“SILLY” mistakes resigned Centurions to defeat on Saturday as they relinquished their spot at the top of the table.

Herts Advertiser: Centurions' captain Rob Holbrook.Centurions' captain Rob Holbrook. (Image: Archant)

After shutting out Northampton Demons the week before, Centurions were a shadow of themselves as they surrendered 24 first-half points on their way to a 28-8 loss.

Acting team manager Brian Parker said: “This was a different game from last week. In my opinion we were the fitter and more physical team, but where we went wrong was with the little things, the basics.

“We dropped too many balls when we were within scoring range and Nottingham were on form, they punished our mistakes.

“Next week we are playing the Sheffield Hallam Eagles, a team made up from Hallam University and the Championship club Sheffield Eagles, and we had better up our game when we play them, no more silly mistakes, we are too good a team for that.”

In a disjointed and error-strewn first half display, St Albans threw away their perfect start to the season.

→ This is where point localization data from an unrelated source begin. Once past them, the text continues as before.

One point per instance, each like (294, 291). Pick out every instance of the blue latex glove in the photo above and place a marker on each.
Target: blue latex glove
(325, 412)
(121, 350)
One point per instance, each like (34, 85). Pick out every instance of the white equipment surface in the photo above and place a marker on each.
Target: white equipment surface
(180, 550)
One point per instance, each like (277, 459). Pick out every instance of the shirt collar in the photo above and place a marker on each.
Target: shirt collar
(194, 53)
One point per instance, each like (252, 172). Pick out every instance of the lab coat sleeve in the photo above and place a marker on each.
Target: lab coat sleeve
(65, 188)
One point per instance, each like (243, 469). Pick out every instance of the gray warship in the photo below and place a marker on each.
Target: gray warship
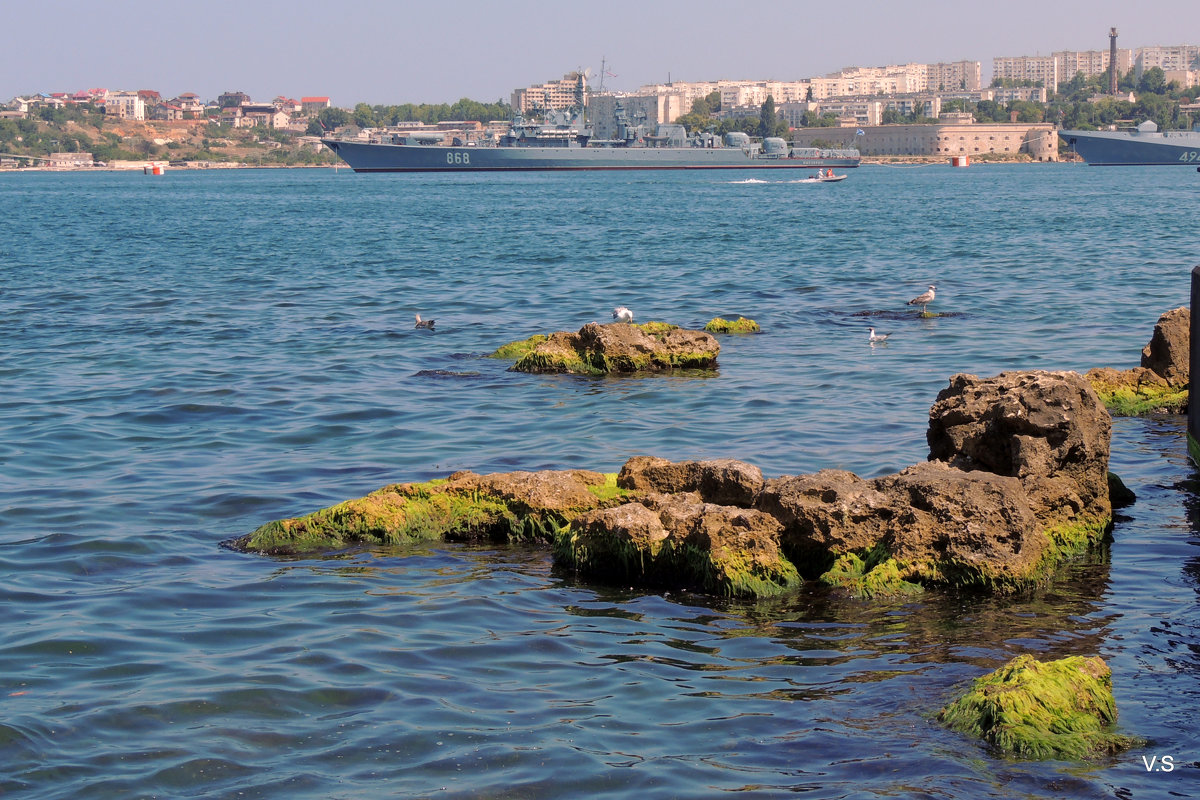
(1144, 144)
(563, 140)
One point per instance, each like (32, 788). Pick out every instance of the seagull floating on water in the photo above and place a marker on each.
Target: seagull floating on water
(923, 299)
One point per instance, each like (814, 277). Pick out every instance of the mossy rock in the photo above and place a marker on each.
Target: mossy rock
(618, 348)
(411, 512)
(516, 350)
(1043, 710)
(1120, 494)
(731, 555)
(870, 576)
(1137, 392)
(1139, 401)
(739, 325)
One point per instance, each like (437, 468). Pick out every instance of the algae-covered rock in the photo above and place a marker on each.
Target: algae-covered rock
(1043, 710)
(930, 524)
(723, 481)
(1161, 384)
(678, 541)
(1137, 391)
(516, 350)
(739, 325)
(1033, 426)
(516, 506)
(1168, 353)
(621, 348)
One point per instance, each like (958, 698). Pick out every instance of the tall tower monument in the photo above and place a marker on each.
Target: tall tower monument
(1113, 60)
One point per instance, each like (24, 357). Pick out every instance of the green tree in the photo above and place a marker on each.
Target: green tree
(364, 116)
(1153, 80)
(333, 118)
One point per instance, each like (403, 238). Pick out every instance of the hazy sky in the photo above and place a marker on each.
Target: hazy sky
(387, 52)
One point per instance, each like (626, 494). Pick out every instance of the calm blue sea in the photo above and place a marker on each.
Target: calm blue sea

Despite having a strong wind behind them, it was the Centurions who were on the back foot.

All had started brightly with powerful, tackle-busting runs gaining good yards in the first few sets. However, the Outlaws bounced back with powerful running and smart interplay of their own to engineer an overload on the left wing and score the game’s first try after just five minutes.

Centurions bounced back through a trademark break by Scott Clewlow from 20 metres out. The forward broke the line, shrugged off tacklers and set up Wayne Crawford to storm his way over the line and level the match at 4-4.

Outlaws struck again just three minutes later, and a back-and-forth battle seemed to be on the cards, but instead the Outlaws raced away to an unassailable 24-4 half-time lead.

The half-time team talk from coach Andy Champ and senior players was as frank as it was challenging, and from the off St Albans rediscovered their pride if not the high standards they’d set themselves a week earlier.

The organisation improved, their tackling began to hurt and the Outlaws spent more time defending their own line than attacking.

However, against the run of play Outlaws added anther try to kill off the game. There was time, however, for Centurions’ leading try-scorer Mike Hollister to touch down but the damage done in the first half was too much to overcome.